Primero mandan un rayo láser debilucho, originado en un equipo
terrestre. Éste se refleja en unos cuantos espejos y pasa por varios
amplificadores y dispositivos de enfoque. Todo esto ocurre en el
espacio, finalmente incide en la estación de potencia, como a
seiscientos kilómetros por encima de nuestras cabezas. De allí
emergerá el diabólico haz que te evaporará... recuerda que lo siento
de veras. Estimo que ocurrirá dentro del próximo minuto–
Se hizo una pausa densa, Leopoldo trató de descubrir el brillo
asesino que lo cocinaría desde arriba. Pasó el minuto, pasaron dos,
tres... No vio nada en la escotilla superior, pero a través de la
inferior notó un fuerte destello localizado en la zona geográfica
ubicada entre Francia y España.
–¡Mierda!– exclamó el español.
–¿Qué pasó?–
–¡El chute salíó desviado! ¡Siguió de largo para abajo y le dimos a
la Central Nuclear de Bilbao; ¡la explosión se propagó a otras
usinas y tal parece que nos hemos cargado a todos los Vascos!
...Bueno, digamos que en cierto modo se lo merecían...–
–¡Pero qué bestias! ¿Cómo me pueden haber errado por tanto?–
–Bueno, por tanto... no. Mira que Bilbao está ... estaba digo, justo
debajo nuestro. La puntería es bastante buena porque la Celta99
les sirve de referencia.
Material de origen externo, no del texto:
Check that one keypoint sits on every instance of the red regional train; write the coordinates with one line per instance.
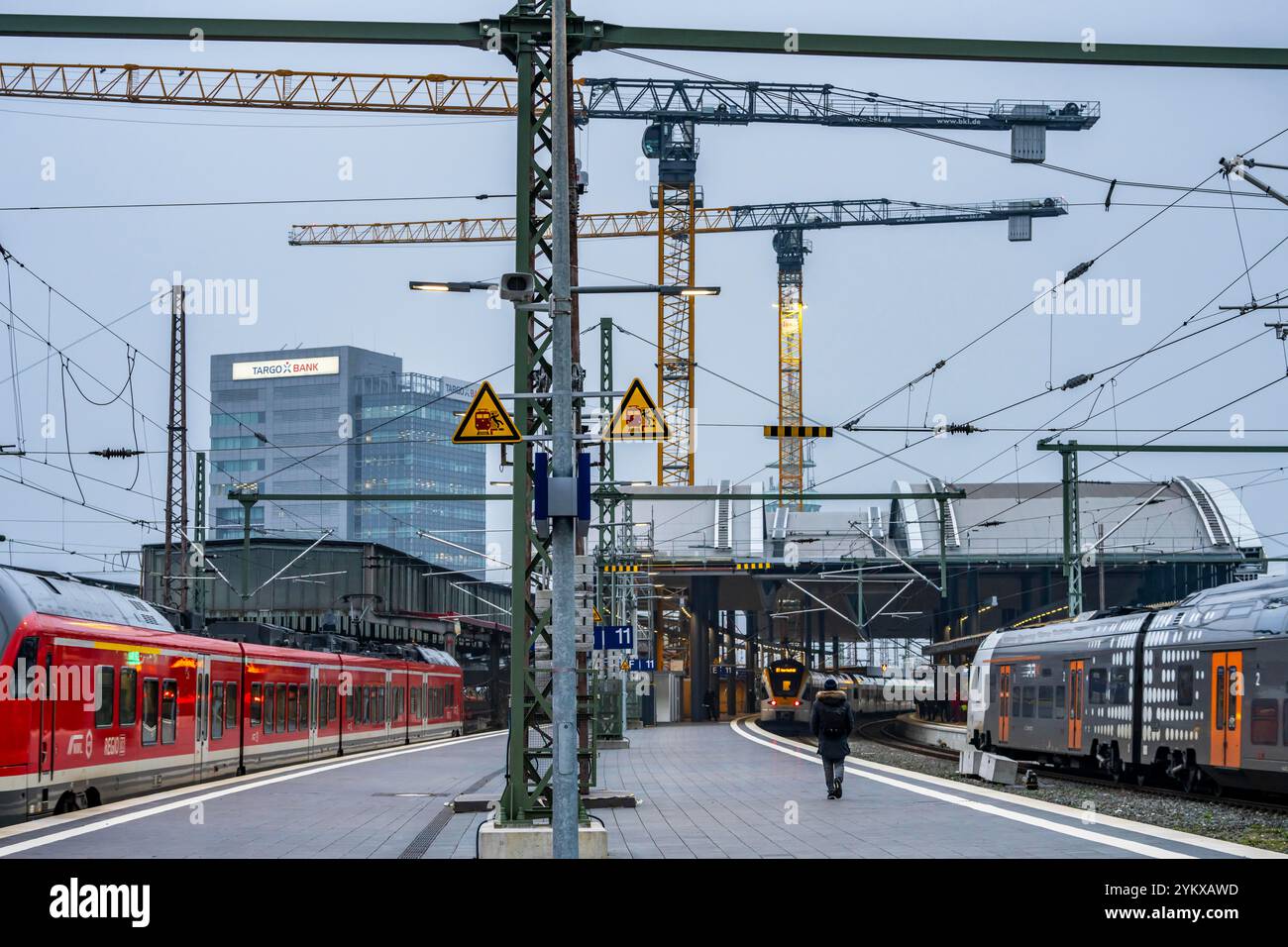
(101, 698)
Así que no te alegres, que ya deben estar
cargando la estación de potencia de nuevo–
Leopoldo aumentó el ancho de banda de recepción procurando
escuchar, y de ser posible interferir, la comunicación entre la
Celta99 y la base de La Coruña. Recibió un cocoliche casi
indescifrable, mezcla de transmisiones en francés, ruso, japonés,
inglés, etc.. Febrilmente modificó el ancho de banda en una y otra
dirección hasta que empezó a surgir con cierta nitidez una
conversación en castellano. La interrumpió un ruido eléctrico
isoportable, inmediatamente seguido por una intensísima luz que lo
envolvió y se expandió por el espacio. Esta vez Leopoldo la vió.
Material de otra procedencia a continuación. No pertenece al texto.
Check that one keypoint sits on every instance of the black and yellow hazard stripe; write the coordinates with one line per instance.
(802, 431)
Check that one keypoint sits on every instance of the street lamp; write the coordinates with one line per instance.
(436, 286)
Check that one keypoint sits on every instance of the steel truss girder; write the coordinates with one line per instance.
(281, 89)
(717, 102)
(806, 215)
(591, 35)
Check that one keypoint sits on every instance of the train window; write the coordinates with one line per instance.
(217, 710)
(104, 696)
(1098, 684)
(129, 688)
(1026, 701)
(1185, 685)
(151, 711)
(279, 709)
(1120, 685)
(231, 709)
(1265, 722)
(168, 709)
Tanto la vió que durante diez minutos perdió la visión casi por
completo.
Los ibéricos le habían dado a la nave, pero no a la de Leopoldo sino
a la de Juan Alfonso.
Mucho antes de recuperar la visión, recuperó el audio. Se oía un
griterío conformado por “hurras” y “bravos”, acompañado de
cerrados aplausos, dentro del cual se distinguió claramente un:
–¡Ahora sí que le dimos al cabrón! ¿Eh, Juan?–
Leopoldo cerró el audio.
–...Estos gallegos... ¡Pobre Rodríguez y Miña!– dijo una vez que se
hubo recuperado un poco. Y Mientras valoraba la inmensa suerte
que había tenido, se dispuso a disfrutar de otros buenos mates.